Mining for meaning

090703-mining-dna-550×365.jpg

With each new genetic study of autism, scientists are flooded with raw data — but seem to be gaining little insight into how to interpret the ever-growing numbers.

Two months ago, the autism world was taken by storm with the announcement that some common genetic variants — carried by at least five percent of the general population — up the risk of developing the disorder. The pegged variants are found in about 60 percent of healthy people and 65 percent of people with autism.

The team behind the findings, led by Hakon Hakonarson at the Children’s Hospital of Philadelphia, also identified nine previously unknown copy number variations (CNVs) — large missing or duplicated regions of DNA — that are more likely to crop up in people with autism.

Now Hakonarson’s team has mined from the same large data set, looking specifically for variants in exons, stretches of the genome that go on to make proteins.

As published last Friday in PLoS Genetics, this targeted search pinpointed 27 regions that hold rare CNVs in children with autism, but not in healthy children.

Several of these CNVs had already been linked to autism, including the neurexin 1 deletion and duplications in chromosomal region 15q11-13. But the search also identified variations in two genes — BZRAP1 and MDGA2 — that hadn’t been associated with autism before.
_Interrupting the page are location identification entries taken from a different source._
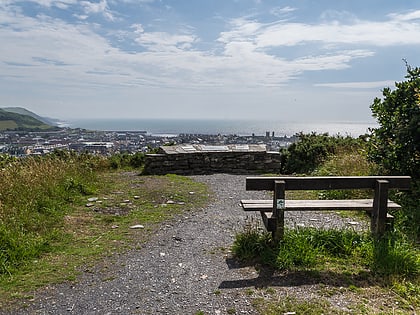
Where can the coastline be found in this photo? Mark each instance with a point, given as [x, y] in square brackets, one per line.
[224, 127]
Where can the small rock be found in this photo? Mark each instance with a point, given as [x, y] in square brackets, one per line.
[137, 226]
[353, 223]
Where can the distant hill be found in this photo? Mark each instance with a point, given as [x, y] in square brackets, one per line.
[17, 118]
[24, 111]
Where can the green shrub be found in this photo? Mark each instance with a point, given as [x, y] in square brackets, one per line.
[305, 155]
[309, 248]
[394, 145]
[346, 163]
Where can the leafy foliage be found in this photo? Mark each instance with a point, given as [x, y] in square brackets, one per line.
[316, 248]
[395, 145]
[311, 150]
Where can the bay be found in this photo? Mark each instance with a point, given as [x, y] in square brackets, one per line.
[223, 127]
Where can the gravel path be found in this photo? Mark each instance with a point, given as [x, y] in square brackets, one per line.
[184, 269]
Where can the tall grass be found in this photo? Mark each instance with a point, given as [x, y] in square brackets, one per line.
[305, 248]
[34, 195]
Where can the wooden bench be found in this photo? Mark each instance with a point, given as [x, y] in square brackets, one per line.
[377, 207]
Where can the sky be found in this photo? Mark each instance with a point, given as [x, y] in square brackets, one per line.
[301, 60]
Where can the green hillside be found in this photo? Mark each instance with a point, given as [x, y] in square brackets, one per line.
[14, 121]
[24, 111]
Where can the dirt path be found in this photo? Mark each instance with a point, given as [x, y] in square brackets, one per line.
[184, 269]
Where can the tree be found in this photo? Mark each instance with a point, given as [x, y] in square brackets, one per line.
[395, 144]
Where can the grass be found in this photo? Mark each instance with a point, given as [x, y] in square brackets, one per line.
[49, 235]
[341, 263]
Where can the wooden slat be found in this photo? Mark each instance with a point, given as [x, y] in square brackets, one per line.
[327, 182]
[313, 205]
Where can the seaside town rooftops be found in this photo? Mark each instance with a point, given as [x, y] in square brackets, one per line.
[197, 148]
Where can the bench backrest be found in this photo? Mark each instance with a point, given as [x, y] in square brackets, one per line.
[327, 182]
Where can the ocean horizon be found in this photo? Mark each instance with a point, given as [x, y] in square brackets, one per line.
[224, 127]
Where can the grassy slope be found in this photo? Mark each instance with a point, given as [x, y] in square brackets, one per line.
[89, 234]
[13, 121]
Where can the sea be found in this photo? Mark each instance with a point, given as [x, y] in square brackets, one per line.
[222, 126]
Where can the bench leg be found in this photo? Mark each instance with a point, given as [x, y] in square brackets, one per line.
[278, 210]
[379, 211]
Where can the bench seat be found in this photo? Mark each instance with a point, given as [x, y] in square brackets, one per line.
[313, 205]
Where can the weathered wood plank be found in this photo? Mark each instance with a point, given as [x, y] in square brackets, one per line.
[326, 182]
[313, 205]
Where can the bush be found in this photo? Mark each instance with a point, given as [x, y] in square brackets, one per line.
[311, 150]
[309, 247]
[395, 144]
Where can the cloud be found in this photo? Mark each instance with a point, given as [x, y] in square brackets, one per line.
[282, 11]
[357, 85]
[413, 15]
[98, 8]
[57, 52]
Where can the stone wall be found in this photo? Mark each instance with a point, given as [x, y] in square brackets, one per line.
[190, 162]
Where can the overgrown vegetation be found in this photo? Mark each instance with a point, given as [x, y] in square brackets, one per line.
[311, 150]
[395, 145]
[35, 194]
[47, 231]
[391, 263]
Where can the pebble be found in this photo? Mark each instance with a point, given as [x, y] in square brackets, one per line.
[137, 226]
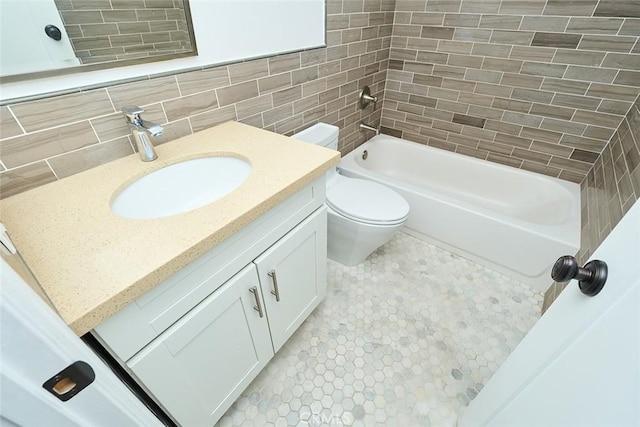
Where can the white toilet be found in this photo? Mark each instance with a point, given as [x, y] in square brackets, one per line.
[363, 215]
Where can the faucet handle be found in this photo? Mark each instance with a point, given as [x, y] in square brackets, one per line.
[132, 111]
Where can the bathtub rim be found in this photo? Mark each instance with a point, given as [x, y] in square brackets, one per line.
[567, 232]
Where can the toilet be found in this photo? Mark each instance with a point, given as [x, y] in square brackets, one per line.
[362, 215]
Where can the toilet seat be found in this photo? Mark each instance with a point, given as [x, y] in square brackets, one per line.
[367, 202]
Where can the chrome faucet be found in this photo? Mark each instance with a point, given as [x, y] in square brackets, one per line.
[371, 128]
[140, 130]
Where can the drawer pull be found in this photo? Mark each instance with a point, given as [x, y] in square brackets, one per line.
[258, 306]
[275, 290]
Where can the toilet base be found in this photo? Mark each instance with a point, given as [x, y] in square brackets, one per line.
[350, 242]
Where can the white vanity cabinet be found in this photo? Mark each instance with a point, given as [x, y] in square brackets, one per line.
[293, 277]
[198, 339]
[198, 367]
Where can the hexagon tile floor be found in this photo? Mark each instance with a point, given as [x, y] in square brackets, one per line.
[407, 338]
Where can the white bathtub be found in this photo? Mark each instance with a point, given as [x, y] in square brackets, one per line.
[509, 219]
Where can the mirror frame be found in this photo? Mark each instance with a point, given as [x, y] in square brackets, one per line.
[111, 64]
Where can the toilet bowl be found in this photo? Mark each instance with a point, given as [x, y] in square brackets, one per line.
[362, 215]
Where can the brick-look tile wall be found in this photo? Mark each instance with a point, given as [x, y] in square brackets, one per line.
[611, 187]
[110, 30]
[539, 85]
[48, 139]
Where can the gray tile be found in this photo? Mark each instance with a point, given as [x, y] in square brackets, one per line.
[570, 7]
[591, 74]
[480, 6]
[198, 81]
[512, 37]
[620, 60]
[50, 112]
[500, 22]
[250, 70]
[18, 180]
[629, 78]
[437, 33]
[144, 92]
[190, 105]
[556, 40]
[468, 120]
[594, 25]
[622, 93]
[8, 125]
[212, 118]
[545, 23]
[608, 43]
[32, 147]
[238, 92]
[597, 119]
[578, 57]
[90, 157]
[628, 8]
[522, 7]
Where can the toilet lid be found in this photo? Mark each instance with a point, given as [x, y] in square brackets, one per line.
[367, 201]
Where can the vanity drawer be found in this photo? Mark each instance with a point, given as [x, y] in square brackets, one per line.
[133, 327]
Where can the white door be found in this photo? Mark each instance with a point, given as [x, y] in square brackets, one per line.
[35, 345]
[580, 364]
[24, 46]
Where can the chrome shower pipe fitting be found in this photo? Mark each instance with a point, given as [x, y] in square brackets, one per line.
[365, 98]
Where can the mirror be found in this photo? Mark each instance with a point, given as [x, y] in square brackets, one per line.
[52, 37]
[226, 31]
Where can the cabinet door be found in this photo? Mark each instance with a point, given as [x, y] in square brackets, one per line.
[200, 365]
[293, 270]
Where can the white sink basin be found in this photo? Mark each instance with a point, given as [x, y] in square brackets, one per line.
[181, 187]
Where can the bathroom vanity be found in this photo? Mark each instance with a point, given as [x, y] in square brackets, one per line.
[195, 304]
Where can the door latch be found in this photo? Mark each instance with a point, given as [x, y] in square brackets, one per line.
[591, 277]
[70, 381]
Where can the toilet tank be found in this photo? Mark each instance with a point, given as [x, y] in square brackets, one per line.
[320, 134]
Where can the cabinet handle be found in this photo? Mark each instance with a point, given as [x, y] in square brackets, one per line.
[275, 290]
[258, 306]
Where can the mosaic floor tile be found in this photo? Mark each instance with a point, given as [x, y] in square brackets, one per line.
[407, 338]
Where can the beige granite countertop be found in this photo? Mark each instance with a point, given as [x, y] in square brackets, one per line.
[92, 262]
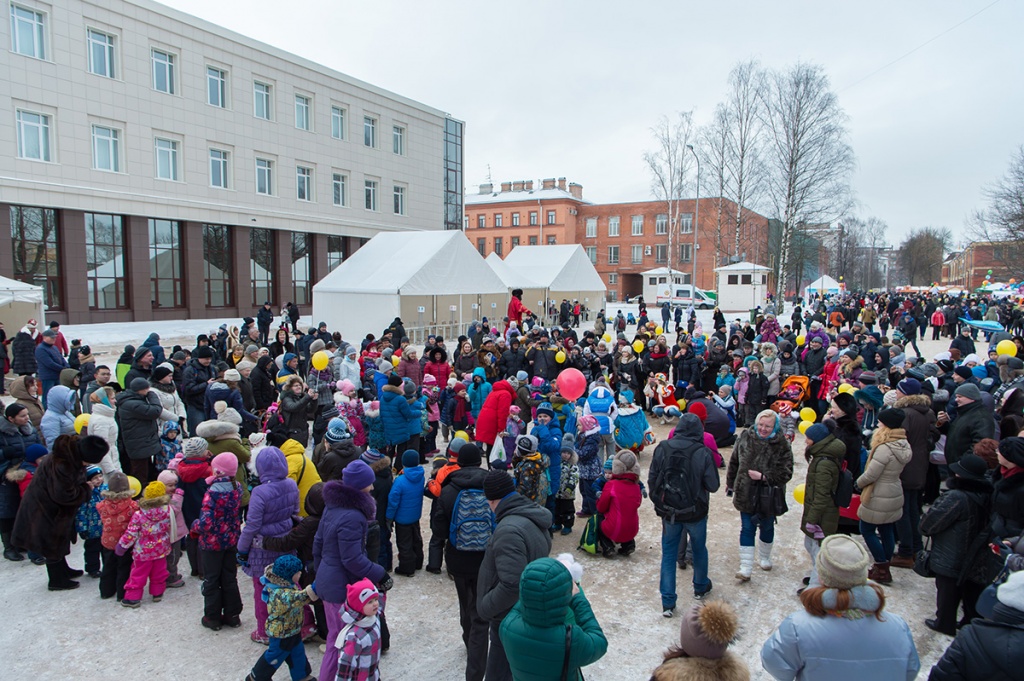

It’s almost certain that some of the items on the growing list of autism-related variants cause changes that actually contribute to the disorder. The trouble is, right now there’s no way to tell which ones do.

The new study is a good start, as variants found in exons are more likely to cause disease than those that arise in the regions between protein-coding genes. Even so, this study echoes others in concluding that the genetic roots of autism are not confined to a specific region (or even two or three), and that people with autism carry a complex mix of common, rare, inherited and spontaneous variations.